I understand if you do not want to expose this much to the user, who in many cases may not care about this level of detail. If that is the case, is there any way to do "soft" support of it where it may not be directly exposed but I can input it as an argument? Or some other way to allow me to edit this argument without making a fork of the project? Maybe the default should be ["\n", ".", " "]?

@scanny seems like you are the person to talk to about this

jgen1 commented 3 weeks ago

@scanny do you have any thoughts on this?

scanny commented 3 weeks ago

I like the idea of a "sentence boundaries" splitting option. I think we'd have to introduce something like nltk.sent_tokenize() to do that though.

The first problem with just adding "." to .text_splitting_characters is that the splitting characters are assumed to be whitespace and are removed during the splitting process. So the last sentence in each chunk wouldn't have a period after it.
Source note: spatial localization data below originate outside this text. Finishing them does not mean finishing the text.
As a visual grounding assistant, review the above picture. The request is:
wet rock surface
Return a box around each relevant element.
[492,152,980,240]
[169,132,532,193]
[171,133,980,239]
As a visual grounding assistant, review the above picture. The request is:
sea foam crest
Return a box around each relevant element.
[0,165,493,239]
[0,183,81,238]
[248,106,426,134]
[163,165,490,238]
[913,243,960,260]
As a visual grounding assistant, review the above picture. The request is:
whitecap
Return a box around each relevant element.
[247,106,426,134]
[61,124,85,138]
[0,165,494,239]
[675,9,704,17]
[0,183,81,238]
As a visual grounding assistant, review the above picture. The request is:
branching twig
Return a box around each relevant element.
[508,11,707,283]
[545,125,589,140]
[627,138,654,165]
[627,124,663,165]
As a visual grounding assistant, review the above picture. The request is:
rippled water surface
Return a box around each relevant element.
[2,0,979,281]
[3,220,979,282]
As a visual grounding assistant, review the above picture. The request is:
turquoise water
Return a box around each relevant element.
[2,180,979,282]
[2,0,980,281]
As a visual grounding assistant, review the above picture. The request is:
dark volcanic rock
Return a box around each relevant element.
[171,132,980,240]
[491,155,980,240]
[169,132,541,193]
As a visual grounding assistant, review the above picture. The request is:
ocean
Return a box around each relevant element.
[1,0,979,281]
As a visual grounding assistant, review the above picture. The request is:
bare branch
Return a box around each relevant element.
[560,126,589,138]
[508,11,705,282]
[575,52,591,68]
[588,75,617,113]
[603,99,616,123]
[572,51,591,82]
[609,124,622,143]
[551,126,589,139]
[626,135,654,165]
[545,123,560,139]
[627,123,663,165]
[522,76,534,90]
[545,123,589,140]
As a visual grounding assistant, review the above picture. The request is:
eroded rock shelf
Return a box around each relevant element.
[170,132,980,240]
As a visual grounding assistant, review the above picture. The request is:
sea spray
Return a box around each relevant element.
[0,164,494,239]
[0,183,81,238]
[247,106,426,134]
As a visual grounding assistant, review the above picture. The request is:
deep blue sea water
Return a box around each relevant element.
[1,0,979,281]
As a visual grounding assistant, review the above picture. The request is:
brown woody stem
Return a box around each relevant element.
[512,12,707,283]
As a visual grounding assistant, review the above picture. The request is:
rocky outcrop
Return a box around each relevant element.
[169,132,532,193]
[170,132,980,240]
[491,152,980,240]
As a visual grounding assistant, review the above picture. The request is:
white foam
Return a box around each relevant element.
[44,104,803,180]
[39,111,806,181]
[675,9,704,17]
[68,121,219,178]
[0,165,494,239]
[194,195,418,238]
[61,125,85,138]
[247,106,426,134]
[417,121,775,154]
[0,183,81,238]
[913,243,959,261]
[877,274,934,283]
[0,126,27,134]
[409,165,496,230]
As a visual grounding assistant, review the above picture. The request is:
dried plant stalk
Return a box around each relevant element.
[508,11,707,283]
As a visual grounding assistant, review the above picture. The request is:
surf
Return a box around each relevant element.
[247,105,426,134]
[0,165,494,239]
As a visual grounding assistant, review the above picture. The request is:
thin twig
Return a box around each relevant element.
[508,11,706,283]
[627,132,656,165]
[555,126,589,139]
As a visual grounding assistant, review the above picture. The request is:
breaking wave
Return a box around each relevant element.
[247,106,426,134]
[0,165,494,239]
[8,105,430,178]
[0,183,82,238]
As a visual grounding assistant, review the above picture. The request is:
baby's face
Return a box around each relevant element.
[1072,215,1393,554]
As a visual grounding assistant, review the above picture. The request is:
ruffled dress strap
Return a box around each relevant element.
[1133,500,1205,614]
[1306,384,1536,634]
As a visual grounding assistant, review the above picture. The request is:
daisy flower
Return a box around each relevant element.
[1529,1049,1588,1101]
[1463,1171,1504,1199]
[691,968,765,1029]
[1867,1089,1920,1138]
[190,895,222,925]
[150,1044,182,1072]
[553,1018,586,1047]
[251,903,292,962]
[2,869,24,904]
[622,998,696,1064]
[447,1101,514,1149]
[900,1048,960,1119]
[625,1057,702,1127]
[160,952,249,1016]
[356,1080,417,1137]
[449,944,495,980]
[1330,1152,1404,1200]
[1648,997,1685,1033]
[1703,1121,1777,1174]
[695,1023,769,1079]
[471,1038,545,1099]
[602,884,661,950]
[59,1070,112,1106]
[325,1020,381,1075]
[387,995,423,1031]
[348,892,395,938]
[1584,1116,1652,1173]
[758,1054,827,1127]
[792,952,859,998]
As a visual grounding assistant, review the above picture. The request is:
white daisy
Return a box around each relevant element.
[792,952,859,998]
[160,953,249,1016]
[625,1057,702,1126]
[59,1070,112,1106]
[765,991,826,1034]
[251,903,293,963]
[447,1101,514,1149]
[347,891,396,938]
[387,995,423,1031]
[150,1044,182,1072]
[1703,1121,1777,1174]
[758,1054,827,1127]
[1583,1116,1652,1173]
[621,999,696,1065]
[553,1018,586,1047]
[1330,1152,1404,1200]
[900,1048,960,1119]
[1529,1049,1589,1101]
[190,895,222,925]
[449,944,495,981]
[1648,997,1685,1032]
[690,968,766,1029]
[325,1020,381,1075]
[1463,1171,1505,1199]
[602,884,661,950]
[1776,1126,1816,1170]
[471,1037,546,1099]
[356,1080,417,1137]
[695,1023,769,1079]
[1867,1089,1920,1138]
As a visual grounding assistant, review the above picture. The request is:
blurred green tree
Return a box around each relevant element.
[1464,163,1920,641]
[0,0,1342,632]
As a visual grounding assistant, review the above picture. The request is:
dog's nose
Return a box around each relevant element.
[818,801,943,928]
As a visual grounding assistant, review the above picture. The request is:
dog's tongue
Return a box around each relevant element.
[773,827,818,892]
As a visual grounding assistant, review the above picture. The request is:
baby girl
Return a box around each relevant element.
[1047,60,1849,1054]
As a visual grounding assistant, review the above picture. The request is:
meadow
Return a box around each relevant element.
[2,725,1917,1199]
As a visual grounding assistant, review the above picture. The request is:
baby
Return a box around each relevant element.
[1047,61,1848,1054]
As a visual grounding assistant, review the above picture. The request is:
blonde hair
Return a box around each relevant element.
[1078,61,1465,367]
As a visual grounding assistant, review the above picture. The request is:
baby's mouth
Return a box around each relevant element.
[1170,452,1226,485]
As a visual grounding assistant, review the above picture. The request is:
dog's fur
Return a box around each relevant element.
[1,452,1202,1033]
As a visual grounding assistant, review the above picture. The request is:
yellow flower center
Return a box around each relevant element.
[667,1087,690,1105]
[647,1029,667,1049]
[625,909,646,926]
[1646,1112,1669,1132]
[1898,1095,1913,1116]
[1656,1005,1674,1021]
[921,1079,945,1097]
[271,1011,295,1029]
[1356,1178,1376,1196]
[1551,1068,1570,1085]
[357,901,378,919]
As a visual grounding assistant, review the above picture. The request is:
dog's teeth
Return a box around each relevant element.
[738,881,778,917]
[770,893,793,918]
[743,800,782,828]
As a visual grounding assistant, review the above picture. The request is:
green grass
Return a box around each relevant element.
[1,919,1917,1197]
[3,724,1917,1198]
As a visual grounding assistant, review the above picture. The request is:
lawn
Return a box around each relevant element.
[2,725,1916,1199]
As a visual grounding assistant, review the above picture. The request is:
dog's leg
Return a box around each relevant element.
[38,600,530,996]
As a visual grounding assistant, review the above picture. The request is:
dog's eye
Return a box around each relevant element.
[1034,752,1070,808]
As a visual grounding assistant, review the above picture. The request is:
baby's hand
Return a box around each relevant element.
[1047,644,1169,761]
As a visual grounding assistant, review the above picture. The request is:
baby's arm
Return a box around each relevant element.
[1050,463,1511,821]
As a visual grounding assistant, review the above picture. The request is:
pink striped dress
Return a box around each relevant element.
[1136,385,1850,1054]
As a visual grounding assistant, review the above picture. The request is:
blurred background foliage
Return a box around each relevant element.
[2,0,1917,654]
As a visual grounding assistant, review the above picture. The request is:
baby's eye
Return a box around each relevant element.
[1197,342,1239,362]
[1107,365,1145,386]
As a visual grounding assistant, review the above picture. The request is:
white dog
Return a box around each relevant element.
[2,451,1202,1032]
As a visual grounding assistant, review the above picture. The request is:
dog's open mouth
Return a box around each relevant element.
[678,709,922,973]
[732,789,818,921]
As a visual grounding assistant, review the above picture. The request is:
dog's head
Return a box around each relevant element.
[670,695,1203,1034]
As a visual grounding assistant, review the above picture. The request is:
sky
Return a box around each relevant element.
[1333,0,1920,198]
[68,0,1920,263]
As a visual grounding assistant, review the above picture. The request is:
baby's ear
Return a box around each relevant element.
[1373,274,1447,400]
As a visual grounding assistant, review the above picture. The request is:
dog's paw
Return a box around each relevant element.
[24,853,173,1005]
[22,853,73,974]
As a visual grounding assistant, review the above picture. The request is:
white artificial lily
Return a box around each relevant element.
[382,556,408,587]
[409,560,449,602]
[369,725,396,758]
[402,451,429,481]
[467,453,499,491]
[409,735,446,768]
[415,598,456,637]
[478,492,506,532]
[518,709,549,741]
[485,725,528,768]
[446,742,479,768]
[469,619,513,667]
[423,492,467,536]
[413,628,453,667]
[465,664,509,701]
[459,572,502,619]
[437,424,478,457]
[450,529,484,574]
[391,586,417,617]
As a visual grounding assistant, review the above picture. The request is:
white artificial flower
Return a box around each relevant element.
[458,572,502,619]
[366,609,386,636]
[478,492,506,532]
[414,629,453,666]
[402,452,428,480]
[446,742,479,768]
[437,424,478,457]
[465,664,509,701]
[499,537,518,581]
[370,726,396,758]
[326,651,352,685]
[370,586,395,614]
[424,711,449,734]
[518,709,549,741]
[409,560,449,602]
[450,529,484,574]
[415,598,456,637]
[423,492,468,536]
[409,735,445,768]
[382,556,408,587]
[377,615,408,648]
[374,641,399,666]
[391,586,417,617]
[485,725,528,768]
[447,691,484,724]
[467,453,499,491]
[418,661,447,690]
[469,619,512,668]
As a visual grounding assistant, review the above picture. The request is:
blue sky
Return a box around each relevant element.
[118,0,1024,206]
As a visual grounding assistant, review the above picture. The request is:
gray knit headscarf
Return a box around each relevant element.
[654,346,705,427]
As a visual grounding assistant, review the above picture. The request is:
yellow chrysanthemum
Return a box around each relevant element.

More broadly though I think identifying sentence boundaries is just trickier that a simple regex. This SO answer outlines some of the challenges: https://stackoverflow.com/a/25735848/1902513

If I wanted to experiment though, my first thought would be to mock ChunkingOptions.text_splitting_characters:

from unittest.mock import PropertyMock, patch

_patch = patch.object(
    ChunkingOptions,
    "text_splitting_characters",
    new_callable=PropertyMock,
    return_value=(". " "\n", " "),  # -- etc., whatever you decide --
)
_patch.start()

chunk_things() ...

_patch.stop()

There are probably easier ways to monkey patch, this is just the first thing that comes to mind for me.